Should I first delete the existing values and then INSERT the new values?
ON DUPLICATE KEY UPDATE seems tricky since I would be INSERTing multiple rows at once, so how would I define and separate just the ones that need UPDATING vs. the ones that need INSERTING?
For example, let’s say a user makes his first-time selection:
INSERT INTO
Choices(UserID,value)
VALUES
('1','banana'),('1','apple'),('1','orange'),('1','cranberry'),('1','lemon')
What if the user goes back later and makes different choices which include SOME of the values in his original query which will thus cause duplicates?

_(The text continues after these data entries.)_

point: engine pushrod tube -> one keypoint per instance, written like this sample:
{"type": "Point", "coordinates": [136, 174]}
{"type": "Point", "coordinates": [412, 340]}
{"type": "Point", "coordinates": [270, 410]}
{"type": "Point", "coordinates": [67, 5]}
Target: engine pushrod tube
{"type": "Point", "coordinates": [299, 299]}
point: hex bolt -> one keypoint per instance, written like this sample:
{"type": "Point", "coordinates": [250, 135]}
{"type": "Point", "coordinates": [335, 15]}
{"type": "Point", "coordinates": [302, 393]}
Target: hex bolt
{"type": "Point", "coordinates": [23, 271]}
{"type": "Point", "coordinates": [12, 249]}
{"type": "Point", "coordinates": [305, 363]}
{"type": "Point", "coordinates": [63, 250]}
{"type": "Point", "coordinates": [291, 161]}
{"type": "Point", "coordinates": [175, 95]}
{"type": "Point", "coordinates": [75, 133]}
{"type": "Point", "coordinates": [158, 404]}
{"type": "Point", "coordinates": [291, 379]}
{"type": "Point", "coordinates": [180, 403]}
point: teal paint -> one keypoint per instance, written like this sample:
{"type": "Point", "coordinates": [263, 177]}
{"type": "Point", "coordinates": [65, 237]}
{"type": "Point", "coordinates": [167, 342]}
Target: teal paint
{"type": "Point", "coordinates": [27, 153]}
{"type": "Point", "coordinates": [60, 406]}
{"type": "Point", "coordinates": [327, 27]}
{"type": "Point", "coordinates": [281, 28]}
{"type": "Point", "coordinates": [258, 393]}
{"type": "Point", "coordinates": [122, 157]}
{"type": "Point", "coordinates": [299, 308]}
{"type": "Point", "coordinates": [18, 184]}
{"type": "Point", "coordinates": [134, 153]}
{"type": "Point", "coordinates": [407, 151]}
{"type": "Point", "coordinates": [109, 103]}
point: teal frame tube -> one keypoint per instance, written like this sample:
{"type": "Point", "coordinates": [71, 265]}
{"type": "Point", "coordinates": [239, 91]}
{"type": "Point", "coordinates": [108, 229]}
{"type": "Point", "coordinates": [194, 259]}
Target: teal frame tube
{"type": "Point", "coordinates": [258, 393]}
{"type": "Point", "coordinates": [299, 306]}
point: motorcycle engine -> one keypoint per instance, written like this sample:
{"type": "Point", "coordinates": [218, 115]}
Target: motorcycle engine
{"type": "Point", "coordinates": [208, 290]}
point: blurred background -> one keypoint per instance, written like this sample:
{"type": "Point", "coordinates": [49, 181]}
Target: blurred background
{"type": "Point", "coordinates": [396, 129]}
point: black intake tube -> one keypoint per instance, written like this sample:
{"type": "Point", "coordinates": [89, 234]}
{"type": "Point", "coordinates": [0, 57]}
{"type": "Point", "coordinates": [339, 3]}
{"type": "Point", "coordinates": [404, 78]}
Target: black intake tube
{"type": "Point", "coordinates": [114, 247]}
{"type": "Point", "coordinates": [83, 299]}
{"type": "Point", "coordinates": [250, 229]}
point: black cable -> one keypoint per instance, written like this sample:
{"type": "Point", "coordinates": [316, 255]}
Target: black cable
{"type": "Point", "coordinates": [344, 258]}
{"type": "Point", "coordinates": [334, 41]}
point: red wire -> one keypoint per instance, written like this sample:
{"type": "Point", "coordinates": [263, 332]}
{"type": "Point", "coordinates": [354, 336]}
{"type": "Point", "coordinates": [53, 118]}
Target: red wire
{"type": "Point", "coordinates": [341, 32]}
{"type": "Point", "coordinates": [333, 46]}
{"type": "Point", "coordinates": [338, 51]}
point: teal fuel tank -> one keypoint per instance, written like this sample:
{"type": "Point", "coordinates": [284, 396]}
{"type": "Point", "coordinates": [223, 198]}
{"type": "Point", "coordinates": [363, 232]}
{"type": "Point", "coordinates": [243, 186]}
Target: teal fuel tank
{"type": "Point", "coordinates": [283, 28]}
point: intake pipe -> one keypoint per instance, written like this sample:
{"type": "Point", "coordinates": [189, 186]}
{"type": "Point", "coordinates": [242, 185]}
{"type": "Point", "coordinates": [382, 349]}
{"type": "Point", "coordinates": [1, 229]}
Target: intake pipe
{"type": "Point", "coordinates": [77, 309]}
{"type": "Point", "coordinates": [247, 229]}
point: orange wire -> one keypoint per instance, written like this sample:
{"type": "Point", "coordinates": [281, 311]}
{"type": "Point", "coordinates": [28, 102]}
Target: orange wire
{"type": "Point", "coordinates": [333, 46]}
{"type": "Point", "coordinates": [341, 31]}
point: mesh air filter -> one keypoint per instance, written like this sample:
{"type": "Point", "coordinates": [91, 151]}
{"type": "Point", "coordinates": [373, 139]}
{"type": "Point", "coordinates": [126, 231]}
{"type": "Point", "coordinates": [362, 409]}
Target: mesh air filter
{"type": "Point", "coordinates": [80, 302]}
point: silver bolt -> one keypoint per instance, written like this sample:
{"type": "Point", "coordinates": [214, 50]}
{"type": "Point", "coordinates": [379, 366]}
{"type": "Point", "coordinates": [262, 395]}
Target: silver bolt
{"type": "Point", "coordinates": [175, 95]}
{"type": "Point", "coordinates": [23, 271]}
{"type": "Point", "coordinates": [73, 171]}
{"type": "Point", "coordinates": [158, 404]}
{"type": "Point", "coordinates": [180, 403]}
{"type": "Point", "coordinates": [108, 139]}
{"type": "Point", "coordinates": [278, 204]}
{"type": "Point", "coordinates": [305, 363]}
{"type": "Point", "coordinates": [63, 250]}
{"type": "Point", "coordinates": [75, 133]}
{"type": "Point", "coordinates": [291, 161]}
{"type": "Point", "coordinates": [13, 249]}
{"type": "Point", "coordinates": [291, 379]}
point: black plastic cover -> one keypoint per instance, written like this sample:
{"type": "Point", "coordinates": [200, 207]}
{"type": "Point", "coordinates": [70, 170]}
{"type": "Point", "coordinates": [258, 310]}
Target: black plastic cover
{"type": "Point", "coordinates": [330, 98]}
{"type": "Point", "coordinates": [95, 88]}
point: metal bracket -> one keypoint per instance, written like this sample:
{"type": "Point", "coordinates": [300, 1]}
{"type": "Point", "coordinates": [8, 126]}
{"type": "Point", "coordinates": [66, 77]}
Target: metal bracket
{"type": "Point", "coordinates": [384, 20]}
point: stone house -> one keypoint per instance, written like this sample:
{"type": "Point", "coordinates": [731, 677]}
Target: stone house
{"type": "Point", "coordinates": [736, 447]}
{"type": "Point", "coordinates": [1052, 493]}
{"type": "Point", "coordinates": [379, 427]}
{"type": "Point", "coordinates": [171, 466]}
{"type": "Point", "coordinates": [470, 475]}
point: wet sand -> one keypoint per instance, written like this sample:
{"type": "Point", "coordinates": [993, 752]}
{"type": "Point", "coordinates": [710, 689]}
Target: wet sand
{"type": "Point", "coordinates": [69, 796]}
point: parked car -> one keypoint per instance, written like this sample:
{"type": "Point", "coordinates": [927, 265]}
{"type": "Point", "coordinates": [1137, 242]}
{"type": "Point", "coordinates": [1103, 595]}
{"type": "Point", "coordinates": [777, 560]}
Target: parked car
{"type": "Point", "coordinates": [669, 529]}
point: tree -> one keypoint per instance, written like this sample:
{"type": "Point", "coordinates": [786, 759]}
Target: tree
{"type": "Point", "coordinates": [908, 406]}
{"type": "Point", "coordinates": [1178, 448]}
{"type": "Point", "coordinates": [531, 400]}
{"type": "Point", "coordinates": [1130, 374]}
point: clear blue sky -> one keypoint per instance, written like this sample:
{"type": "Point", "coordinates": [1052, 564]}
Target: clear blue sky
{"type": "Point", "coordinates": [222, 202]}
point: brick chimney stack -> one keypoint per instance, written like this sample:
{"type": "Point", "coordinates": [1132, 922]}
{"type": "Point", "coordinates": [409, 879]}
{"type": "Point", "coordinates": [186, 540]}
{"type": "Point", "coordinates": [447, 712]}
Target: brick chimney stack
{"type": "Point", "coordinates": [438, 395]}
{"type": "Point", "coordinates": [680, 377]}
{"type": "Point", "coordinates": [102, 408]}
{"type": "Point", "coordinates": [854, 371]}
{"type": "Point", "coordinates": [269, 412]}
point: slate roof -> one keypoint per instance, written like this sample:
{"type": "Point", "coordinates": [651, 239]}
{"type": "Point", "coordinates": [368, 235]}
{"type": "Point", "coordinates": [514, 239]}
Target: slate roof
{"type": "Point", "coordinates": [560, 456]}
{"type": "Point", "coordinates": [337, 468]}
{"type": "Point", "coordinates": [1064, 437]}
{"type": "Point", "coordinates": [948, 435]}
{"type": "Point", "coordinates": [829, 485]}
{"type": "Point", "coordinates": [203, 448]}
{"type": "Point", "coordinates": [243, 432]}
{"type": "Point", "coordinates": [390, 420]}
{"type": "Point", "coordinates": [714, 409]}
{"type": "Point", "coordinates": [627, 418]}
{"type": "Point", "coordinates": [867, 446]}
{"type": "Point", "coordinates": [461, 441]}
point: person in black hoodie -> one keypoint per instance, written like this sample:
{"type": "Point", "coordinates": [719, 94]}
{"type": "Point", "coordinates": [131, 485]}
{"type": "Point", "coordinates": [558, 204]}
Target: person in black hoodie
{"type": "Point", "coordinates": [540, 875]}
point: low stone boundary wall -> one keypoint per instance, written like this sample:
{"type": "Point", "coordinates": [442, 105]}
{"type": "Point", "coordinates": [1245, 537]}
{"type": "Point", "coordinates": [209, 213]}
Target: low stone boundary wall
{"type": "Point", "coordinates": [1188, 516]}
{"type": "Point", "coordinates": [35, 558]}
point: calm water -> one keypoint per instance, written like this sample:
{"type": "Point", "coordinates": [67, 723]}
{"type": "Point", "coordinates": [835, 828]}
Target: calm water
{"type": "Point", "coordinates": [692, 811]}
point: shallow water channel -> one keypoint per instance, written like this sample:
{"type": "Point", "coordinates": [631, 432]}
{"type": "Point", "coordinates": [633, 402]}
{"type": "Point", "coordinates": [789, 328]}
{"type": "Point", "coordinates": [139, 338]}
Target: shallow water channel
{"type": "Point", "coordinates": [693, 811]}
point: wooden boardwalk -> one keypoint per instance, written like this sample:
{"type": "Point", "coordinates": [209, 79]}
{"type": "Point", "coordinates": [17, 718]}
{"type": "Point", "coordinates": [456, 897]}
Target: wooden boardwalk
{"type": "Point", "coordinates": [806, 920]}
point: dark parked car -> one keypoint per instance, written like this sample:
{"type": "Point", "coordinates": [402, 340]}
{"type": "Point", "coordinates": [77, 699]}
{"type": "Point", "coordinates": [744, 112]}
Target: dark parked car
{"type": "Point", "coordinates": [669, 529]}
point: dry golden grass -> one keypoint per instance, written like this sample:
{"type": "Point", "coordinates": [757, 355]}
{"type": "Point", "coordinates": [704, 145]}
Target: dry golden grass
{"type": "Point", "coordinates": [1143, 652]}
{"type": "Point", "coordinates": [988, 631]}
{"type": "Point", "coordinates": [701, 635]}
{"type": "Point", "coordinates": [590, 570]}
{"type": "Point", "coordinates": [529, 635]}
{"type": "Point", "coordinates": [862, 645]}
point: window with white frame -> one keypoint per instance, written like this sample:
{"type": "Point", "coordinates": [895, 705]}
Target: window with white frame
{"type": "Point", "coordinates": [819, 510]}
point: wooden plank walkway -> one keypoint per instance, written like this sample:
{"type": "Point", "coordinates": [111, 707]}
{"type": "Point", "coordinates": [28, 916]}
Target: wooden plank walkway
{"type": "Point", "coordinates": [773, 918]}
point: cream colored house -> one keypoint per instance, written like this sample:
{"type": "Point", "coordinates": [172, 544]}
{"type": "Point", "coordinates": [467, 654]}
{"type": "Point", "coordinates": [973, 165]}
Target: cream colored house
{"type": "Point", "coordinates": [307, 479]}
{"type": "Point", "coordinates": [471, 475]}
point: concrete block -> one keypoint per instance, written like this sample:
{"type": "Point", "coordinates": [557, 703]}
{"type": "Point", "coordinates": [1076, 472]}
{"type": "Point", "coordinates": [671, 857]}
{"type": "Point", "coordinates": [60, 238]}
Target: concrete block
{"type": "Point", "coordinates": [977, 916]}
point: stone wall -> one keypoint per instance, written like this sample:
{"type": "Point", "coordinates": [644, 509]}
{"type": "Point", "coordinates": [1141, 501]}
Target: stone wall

How should I handle that best?
In my opinion, simply deleting the existing choices and then inserting the new ones is the best way to go. It may not be the most efficient overall, but it is simple to code and thus has a much better chance of being correct.
Otherwise it is necessary to find the intersection of the new choices and old choices. Then either delete the obsolete ones or change them to the new choices (and then insert/delete depending on if the new set of choices is bigger or smaller than the original set). The added risk of the extra complexity does not seem worth it.
Edit As @Andrew points out in the comments, deleting the originals en masse may not be a good plan if these records happened to be “parent” records in a referential integrity definition. My thinking was that this seemed like an unlikely situation based on the OP’s description. But it is definitely worth consideration.